I might sound a bit harsh towards my alma mater in the preceding paragraphs. It is not my intent. Obviously if I had to choose between an institution like St Edmund’s and a corporate-style “international” school, I would pick St Edmund’s any day. Though Privately-held, such “religious” schools are also Public in a way because they must answer to a tithe-paying congregation. However, increasingly, we are seeing that Government assistance towards its own institutions is becoming increasingly scarce and Private schools are benefiting a lot from this. The present MDA government has taken the rather audacious decision to shut down hundreds of schools within the state. This will have a grave impact on the education scenario.
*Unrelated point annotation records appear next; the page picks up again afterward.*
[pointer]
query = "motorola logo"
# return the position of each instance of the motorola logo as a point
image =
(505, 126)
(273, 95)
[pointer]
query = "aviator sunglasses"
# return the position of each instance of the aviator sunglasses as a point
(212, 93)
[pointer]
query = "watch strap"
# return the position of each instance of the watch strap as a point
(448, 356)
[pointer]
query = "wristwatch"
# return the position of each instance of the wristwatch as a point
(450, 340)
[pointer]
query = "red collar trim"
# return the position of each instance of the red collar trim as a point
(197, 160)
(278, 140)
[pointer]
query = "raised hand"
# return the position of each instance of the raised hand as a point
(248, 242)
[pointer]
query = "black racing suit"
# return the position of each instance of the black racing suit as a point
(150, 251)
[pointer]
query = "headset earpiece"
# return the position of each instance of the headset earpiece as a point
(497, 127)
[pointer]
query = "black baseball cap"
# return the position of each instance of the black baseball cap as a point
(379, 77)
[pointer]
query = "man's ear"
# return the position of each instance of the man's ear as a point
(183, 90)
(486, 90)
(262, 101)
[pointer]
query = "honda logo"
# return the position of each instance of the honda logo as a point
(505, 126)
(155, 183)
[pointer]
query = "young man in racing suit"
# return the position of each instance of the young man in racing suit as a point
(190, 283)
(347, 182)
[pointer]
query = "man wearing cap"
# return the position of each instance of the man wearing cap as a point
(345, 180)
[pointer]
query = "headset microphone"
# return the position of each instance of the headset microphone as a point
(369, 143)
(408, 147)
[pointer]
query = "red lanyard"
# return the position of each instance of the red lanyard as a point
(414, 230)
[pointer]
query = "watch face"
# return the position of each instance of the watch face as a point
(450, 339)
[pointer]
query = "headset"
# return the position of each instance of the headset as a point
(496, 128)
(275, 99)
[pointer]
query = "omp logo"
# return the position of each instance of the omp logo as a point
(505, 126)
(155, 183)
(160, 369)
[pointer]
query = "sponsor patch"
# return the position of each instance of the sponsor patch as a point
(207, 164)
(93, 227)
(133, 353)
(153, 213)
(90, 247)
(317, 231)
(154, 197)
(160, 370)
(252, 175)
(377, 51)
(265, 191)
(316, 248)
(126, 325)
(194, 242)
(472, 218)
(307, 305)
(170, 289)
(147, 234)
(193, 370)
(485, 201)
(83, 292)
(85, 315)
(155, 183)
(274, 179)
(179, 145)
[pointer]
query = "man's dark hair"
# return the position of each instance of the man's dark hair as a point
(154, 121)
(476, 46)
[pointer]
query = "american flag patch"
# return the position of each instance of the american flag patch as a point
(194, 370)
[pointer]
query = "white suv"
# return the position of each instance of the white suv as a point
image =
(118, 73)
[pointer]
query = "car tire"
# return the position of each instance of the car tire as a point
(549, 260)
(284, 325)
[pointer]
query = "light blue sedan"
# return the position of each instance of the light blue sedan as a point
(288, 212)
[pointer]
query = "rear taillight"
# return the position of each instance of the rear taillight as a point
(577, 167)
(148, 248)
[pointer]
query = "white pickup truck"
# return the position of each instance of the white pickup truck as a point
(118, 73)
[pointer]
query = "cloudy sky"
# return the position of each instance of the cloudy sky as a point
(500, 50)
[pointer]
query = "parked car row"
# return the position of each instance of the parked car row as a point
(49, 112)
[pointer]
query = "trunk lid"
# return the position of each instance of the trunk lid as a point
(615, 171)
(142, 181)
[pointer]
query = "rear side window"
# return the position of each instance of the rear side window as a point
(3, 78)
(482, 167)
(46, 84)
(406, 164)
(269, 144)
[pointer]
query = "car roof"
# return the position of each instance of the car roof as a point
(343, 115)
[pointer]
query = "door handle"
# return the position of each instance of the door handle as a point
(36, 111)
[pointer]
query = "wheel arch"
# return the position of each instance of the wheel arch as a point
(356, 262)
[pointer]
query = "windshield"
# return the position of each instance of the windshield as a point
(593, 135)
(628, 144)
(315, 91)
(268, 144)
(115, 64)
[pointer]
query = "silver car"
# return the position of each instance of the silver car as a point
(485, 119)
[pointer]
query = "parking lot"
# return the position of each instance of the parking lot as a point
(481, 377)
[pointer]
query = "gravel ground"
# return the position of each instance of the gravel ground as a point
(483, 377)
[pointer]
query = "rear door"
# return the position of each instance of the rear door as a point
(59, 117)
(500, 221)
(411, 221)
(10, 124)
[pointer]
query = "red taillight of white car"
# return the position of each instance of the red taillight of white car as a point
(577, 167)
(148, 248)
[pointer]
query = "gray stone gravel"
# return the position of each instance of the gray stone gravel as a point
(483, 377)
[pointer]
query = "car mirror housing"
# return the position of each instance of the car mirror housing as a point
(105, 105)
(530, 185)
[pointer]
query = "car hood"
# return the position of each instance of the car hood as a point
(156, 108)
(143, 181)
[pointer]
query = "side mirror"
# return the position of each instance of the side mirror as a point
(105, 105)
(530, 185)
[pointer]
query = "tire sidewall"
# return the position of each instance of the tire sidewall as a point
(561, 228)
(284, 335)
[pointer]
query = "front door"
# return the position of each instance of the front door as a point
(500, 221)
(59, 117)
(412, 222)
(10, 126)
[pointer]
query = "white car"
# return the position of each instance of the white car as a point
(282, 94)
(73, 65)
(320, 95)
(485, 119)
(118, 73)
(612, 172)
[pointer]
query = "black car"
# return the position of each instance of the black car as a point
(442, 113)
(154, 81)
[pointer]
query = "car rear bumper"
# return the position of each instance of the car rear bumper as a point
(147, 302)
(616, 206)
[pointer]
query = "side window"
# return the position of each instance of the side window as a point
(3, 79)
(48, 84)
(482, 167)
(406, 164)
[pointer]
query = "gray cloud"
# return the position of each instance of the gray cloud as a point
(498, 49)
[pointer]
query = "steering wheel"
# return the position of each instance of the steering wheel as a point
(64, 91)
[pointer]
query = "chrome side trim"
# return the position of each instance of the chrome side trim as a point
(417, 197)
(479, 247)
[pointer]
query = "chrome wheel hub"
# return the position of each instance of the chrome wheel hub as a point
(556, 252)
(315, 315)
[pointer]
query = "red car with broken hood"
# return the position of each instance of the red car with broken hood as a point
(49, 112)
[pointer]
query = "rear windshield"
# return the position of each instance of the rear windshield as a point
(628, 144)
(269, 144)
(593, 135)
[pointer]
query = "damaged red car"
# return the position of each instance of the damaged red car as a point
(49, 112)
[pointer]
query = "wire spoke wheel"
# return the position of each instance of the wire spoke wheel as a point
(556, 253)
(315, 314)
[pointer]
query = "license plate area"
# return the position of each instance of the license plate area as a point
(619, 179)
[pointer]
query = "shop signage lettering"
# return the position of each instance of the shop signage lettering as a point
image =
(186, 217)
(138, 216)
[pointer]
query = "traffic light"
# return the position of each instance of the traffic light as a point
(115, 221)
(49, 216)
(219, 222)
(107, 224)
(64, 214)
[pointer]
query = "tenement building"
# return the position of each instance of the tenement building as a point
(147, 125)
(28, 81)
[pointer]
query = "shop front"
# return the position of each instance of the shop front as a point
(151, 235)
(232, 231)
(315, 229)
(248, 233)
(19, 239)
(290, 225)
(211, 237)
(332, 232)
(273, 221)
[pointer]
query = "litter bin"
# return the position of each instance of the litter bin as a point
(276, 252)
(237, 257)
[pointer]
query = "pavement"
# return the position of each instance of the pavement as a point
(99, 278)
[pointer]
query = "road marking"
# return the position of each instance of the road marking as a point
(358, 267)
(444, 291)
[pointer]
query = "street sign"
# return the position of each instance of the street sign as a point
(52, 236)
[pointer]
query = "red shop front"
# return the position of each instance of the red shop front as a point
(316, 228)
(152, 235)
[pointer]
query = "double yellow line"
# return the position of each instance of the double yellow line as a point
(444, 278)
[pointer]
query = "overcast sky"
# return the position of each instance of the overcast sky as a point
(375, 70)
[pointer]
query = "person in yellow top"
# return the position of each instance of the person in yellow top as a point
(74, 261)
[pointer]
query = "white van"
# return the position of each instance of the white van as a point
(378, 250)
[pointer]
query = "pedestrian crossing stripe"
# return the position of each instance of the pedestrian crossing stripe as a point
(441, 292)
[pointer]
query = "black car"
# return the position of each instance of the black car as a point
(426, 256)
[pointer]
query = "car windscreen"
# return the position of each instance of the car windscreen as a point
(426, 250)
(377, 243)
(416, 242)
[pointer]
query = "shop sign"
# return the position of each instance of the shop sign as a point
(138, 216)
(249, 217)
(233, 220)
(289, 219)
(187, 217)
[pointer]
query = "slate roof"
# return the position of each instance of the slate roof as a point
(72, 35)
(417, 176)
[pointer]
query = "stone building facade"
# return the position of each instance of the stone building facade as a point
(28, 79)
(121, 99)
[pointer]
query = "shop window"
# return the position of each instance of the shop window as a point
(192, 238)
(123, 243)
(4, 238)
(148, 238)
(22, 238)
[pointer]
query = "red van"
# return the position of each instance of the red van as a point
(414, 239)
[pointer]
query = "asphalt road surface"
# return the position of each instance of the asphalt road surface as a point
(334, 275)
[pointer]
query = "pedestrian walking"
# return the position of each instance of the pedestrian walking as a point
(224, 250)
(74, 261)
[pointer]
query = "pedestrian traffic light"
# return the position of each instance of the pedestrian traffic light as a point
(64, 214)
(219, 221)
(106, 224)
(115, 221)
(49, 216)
I suspect that the money they save from these austerity measures will go to enrich the coffers of various Private schools all over the state.
The success of schools like Pine Mount is almost never talked about. The institution might be going through some crisis as was seen in the news last year and I can personally testify that it needs a severe professional overhaul and a shake-up of its management. However it would be unfair to neglect the fact that it has been able to consistently produce intelligent, capable, professional women for decades in spite of being an entirely government-owned school. When Lahkmen Rymbui, our own Betsy Devos, proposed the shutdown of the government schools did he offer plans to set up Pine Mount-style schools in every district? What is the new investment plan for Education that goes beyond “skilling” that his government envisions? We don’t need more zombies and drones; our education must be relevant and it must inform our decisions as rational, independent-thinking citizens.